こちらの記事で説明をした鉄筋の重ね継手と同じですね。
鉄筋の役割に違いはありますが、必要な長さの基準は同じとなります。
なのでとりいえずは普通の住宅の基礎の場合、40dという基準さえ覚えておけば大丈夫だと思います。
鉄筋のそれぞれの太さが変わった場合や高さに違いが出てくる場合、その他諸々疑問が出てくるかと思いますが・・・・これまた割愛で!(笑
というか、細かいことを説明し出すとマジでキリがないですから・・・(汗
さて、我が家の基礎鉄筋の確認をしたところ、概ね問題はない状態でした。
概ねと表現したのは一部、怪しい部分があったからです。
それについてはまた別の記事で書きたいと思います。
接合部といえば基礎の外周角にコーナーハンチの施工もきちんとされていました。
基礎のコーナーハンチとは字の如く、基礎のコーナー(角)にハンチ(斜めに三角のもの)を作ることです。
コーナーハンチの目的は基礎の強度を高めることにあります。
基礎に地震などの大きな力が鍬分かった場合、一般的にはコーナー部分に力が集中しやすいためにコーナーにハンチを作り強化している作りとなっています。
次に
コンクリートかぶり厚は確保できているか
につてです。
鉄筋のコンクリートかぶり厚とは何かも簡単に説明しておきますね。
鉄筋のコンクリートかぶり厚とはこれまだ字の如くなのですが・・・
鉄筋を覆っている(鉄筋にかぶっている)コンクリートの厚さのことを言います。
要するに、鉄筋の表面からコンクリートの表面までの厚さのことです。
この鉄筋のかぶり厚も基礎工事で重要なポイントとなってきます。
どれだけのかぶり厚が必要かというと、一般住宅では2つの寸法を覚えておけば良いと思います。
まず1つ目として、基礎の一番底の鉄筋(ベースやハリの一番下の鉄筋)から地面(砕石や捨てコンクリート)までコンクリートの厚みが60mm以上必要です。
もうひとつは、鉄筋から型枠までの寸法が40mm以上必要です。
そういう意味ではベースの鉄筋からベースコンクリート表面までも同じで40mm以上が必要です。
ちなみにこの寸法は一般的な基礎での話しなのでそれ以外の構造物の柱、梁や特殊な構造のものは鉄筋のかぶり厚に色々な決まりがあり寸法も違います。
そしてこのコンクリートのかぶり厚が重要な理由についてです。
鉄筋のかぶり厚はコンクリートで鉄筋を保護する目的、言い換えれば耐久性を保ち続けるのが主な目的であり、そのために決められた厚みが必要となるのが重要になる理由です。
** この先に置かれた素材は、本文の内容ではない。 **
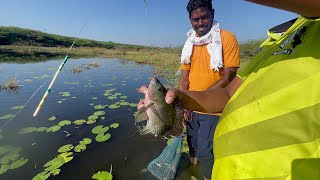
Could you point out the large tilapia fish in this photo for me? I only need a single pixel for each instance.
(162, 118)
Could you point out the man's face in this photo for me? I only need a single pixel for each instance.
(201, 20)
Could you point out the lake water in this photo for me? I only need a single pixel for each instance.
(75, 96)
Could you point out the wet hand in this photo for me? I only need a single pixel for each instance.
(143, 89)
(171, 95)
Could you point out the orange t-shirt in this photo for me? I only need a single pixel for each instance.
(201, 76)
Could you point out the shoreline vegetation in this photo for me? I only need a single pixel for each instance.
(19, 45)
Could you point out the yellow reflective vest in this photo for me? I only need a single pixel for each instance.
(274, 116)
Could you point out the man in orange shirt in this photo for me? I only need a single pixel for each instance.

その他にも鉄筋の耐火性ま確保や鉄筋の座屈の防止などもありますが、これらはどちらかといえば鉄筋コンクリート造(RC造)などがメインとなってくると思いますので基礎だけで言えば主な目的として先ほどお伝えした耐久性を維持するために必要な寸法という理解で良いかと思います。
鉄筋(鉄)はみなさんが知っているように湿気などの水分でも酸化をおこし錆びてきます。
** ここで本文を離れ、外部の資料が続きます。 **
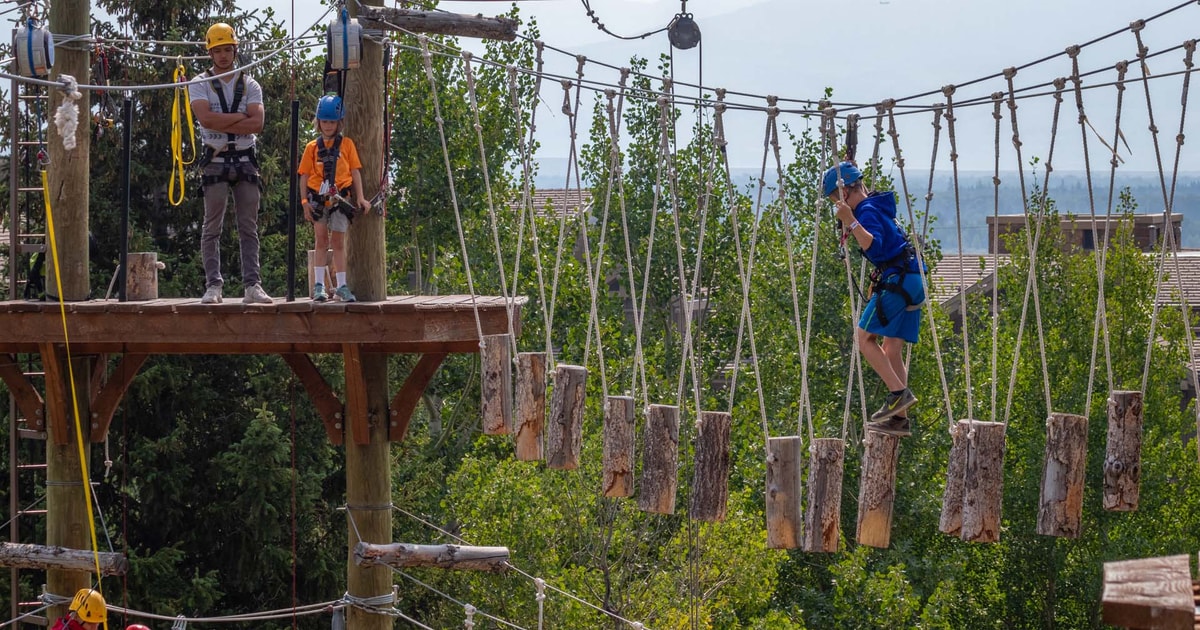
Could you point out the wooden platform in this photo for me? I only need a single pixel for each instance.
(430, 325)
(400, 324)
錆びは見た目だけでなく鉄筋の強度を落としていきます。
それをコンクリートで保護するわけです。
コンクリートはアルカリ性で酸性とは全く逆の性質を持っています。
そのためアルカリ性のコンクリートを巻くことで中の鉄筋の酸化も防ぎ、鉄筋本来の強度を維持し続けることにも繋がります。
ただし、コンクリートといえども長い年月でみれば劣化という現象は避けれません。
コンクリートの詳しい性質は省きますが、コンクリートは耐久年数は高いといえども長い時間が経つうちにアルカリ性から中性へと変化していく中性化という現象が起きてきます。
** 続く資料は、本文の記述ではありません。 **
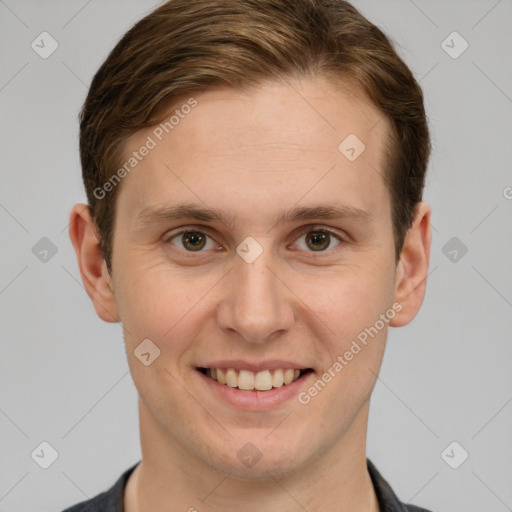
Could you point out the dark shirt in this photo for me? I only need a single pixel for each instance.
(112, 500)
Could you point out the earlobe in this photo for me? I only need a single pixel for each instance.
(93, 270)
(412, 269)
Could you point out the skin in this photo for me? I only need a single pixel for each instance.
(254, 154)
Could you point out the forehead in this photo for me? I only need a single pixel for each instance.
(272, 145)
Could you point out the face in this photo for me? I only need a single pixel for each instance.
(268, 288)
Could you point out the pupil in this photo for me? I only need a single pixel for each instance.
(192, 239)
(317, 240)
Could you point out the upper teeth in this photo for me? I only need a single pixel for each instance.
(261, 381)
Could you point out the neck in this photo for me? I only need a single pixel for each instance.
(336, 480)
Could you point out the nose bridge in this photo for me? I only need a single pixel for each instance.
(257, 305)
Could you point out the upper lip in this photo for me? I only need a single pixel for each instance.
(269, 364)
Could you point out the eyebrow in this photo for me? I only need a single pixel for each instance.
(156, 215)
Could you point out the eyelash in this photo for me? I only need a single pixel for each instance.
(315, 254)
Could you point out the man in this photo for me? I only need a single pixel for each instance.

コンクリート表面からアルカリ性が失われていくのですがそれが次第にコンクリート内部まで進んでいきます。
こうなってくると内部の鉄筋が錆びやすい状態になってしまいます。
そして鉄筋が錆び(腐食)し始めてくると鉄筋が膨張してコンクリートにヒビなどが入る現象が起きてきます。
そしてそのヒビから更に水か浸透して鉄筋の腐食進行速度を速めます。
するとますます腐食した鉄筋がコンクリートを割って押し出す現象にも繋がってしまいます。
コンクリートの爆裂と呼ばれる現象です。
簡単にこんなことにならないように鉄筋の廻りには一定の厚みのコンクリートが必要なわけです。
要するに鉄筋のコンクリートかぶり厚が薄いと本来持つ基礎の強度が長い間維持されない状態になるということです。
基礎鉄筋のかぶり厚が薄いことが原因でコンクリートが爆裂し割れ剥がれ落ちてる現場もいくつも見てきました。
この経験上からも基礎を作るときの鉄筋かぶり厚はとても重要な要素と言えます。
また規定のかぶり厚があってもコンクリート中性化は避けられないため、少しでもそれを抑えるための対策もした方がいいかと思います。
これにつては基礎工事ではなく、出来上がった基礎にどう仕上げるかに関係してくるので別の機会で記事にしたいと思います。
さて、現在永和住宅で建てている新築の鉄筋工事を確認していましたが・・・
概ね問題はありませんでした。
残念なことに今回説明をした鉄筋に対しててのコンクリートかぶり厚が不足しているヶ所が何ヶ所があったからです。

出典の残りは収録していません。